Originally posted by docb77
I didn't say that. I said I never heard a voice, but that isn't the only way to communicate, escpecially for somone who is all-powerful. I do admit that my ability to understand God is limited, and that means my understanding of his will is limited as well. I do understand a portion of God's will, a small portion, but that portion is "truly" known.
I can accept that. I don't know how your life is, or what your experiences are. I beleive you are telling me what you genuinely percieve as Truth (atleast i hope you are)
However, for all I know your testiment could be the result of Hallucinations or Delusions.
Originally posted by docb77
To use an analogy (yes I know you hate them, but I don't know how else to explain myself) - If I took a language class and after a couple of semesters went to the country where that language was spoken, I would understand part of what people were saying to me. The more exposure I had to the language, the better I would be able to understand it.
Why does God insist on being unclear and uncertain if he demands so much of us ? Is he toying with us? Did he purposely limit us just to test us as Faithful guinea pigs ?
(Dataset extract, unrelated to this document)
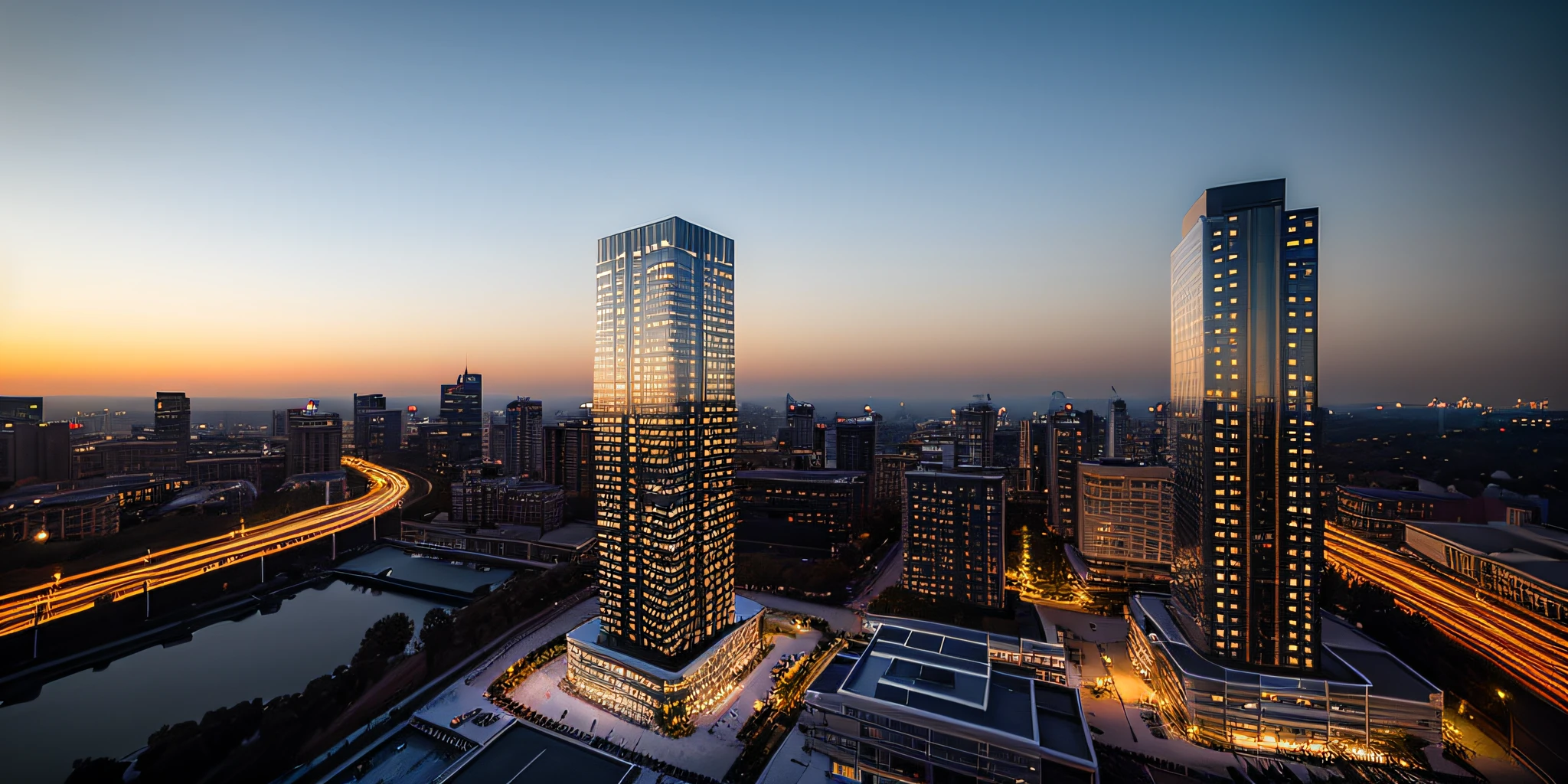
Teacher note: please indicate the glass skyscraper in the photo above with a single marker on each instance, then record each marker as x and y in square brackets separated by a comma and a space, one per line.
[1244, 387]
[665, 435]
Originally posted by docb77
My knowledge of what God says to me is like that, imperfect, but at least I know he's there, and I get a hint of what he wants me to know.
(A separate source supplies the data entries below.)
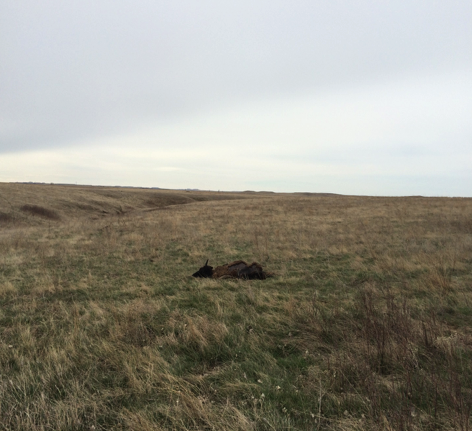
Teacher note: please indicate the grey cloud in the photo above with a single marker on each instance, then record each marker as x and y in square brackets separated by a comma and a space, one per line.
[74, 70]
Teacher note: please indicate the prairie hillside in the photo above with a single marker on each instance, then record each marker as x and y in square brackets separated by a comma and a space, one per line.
[365, 325]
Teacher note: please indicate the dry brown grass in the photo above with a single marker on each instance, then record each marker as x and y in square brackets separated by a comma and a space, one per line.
[366, 324]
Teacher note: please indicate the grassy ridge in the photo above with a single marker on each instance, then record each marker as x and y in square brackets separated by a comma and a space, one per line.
[366, 325]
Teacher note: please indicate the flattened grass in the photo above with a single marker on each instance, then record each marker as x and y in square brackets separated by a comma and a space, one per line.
[366, 324]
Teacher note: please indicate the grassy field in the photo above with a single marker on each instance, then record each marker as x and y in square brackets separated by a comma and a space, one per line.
[366, 325]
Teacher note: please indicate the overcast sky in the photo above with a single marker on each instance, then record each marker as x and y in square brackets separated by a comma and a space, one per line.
[353, 97]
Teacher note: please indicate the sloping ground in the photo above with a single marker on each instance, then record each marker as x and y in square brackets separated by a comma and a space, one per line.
[39, 203]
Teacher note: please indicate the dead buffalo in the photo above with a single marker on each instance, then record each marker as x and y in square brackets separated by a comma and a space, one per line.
[237, 269]
[205, 271]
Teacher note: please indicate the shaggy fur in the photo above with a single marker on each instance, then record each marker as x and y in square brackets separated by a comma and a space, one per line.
[237, 269]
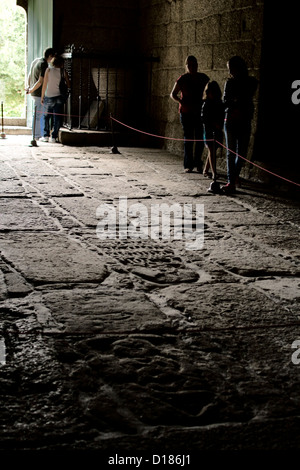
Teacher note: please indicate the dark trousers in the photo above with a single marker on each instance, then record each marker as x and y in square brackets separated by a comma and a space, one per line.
[53, 109]
[237, 140]
[192, 131]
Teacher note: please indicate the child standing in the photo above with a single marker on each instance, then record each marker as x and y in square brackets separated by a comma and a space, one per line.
[213, 120]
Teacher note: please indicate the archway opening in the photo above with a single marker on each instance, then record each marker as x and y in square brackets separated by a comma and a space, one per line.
[13, 21]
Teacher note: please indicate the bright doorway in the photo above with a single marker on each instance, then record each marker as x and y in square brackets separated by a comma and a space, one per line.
[13, 24]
How do you know he is there ?
I used to beleive that wholeheartely. Dead Honest. I used to "feel that" when I was Catholic. I prayed all the time. I had a very strong beleif in him.
Once I started actually reading the Bible, and listening to other Christians, that's when I stopped beleiving.
The God I beleived in never discriminated and doesn't hate. The God I beleive in is superior to us in morality and maturity, and doesnt possess the petty qualities of wrath, jealousy, or judgement. Those are three human flaws.